File What It's Doing Down There
config.py WiFi credentials in plaintext, network settings, and connection limits that exist because we ran out of RAM, not because we planned ahead
ecm_interface.py Convinces your OS that this Pico is a real Ethernet adapter. USB descriptor wizardry. Contains dead code that survived review because the reviewer was also the author
netstack.py 571 lines of hand-rolled Ethernet/IP/TCP/UDP parsing, DHCP server, DNS proxy, and NAT. Every networking course project's final boss
boot.py Runs before anything else to hijack the USB bus. 12 lines that can brick your REPL access if you look at them wrong
main.py Connects to WiFi, starts the bridge loop, and garbage-collects every 100 iterations because MicroPython will eat your RAM like it's at a buffet
flash.sh Deployment script that kills ModemManager, probes serial ports, and uploads files.

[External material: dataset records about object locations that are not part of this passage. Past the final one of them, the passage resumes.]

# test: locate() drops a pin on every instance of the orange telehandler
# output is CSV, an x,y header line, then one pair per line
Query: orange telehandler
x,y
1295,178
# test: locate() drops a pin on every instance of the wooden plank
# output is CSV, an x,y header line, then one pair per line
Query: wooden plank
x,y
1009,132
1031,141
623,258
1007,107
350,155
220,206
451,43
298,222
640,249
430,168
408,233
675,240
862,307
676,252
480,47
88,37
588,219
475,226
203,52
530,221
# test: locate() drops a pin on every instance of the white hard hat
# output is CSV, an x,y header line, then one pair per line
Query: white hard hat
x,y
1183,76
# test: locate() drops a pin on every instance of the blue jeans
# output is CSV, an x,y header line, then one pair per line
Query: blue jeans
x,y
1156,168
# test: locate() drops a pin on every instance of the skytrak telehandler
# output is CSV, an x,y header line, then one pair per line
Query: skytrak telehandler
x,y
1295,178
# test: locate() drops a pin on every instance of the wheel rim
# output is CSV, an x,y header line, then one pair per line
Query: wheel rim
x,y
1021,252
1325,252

Enterprise-grade DevOps for a $6 board

Limitations

  • Throughput: 50-100 KB/s. You can load web pages. You probably can't stream video. You definitely can't stream video.
  • Connections: 128 TCP, 256 UDP at a time. Configurable, but the Pico has 520 KB of RAM, so go ahead and raise those limits -- see what happens.
  • No ICMP forwarding: You can ping the Pico itself (it responds to prove it's alive), but pings to the internet go nowhere. traceroute is right out.
  • Single client: One host computer at a time. If you need to share WiFi with multiple devices, you want an actual router.
  • TCP state machine: Written by someone who learned TCP by writing this TCP implementation. Connection edge cases may produce outcomes that are, charitably, creative.

OS Compatibility

OS Status
Linux Works out of the box. CDC-ECM is natively supported. The one time Linux's driver model paid off.
macOS Works out of the box. Apple supporting open standards -- mark the calendar.
Windows 10+ Requires registry tweaks, sacrificial offerings, and driver configuration. So, par for the course.

Getting the REPL Back

boot.py takes over the USB interface at startup. If you need to get back in:

  • Hold BOOTSEL during reset to enter USB mass-storage mode, then re-flash MicroPython.
  • Or use mpremote from another machine:
    mpremote rm :boot.py
    mpremote reset

Why

Because "I could just buy a WiFi dongle" is the coward's path, and we wanted to understand networking at a level that makes us mass uncomfortable at parties.

License

Do whatever you want with this. If you find a way to make money from a MicroPython WiFi dongle that maxes out at dial-up speeds, you deserve it.

About

Turn your 6$ Raspberry pi Pico 2 W into a network card. Because why the hell not.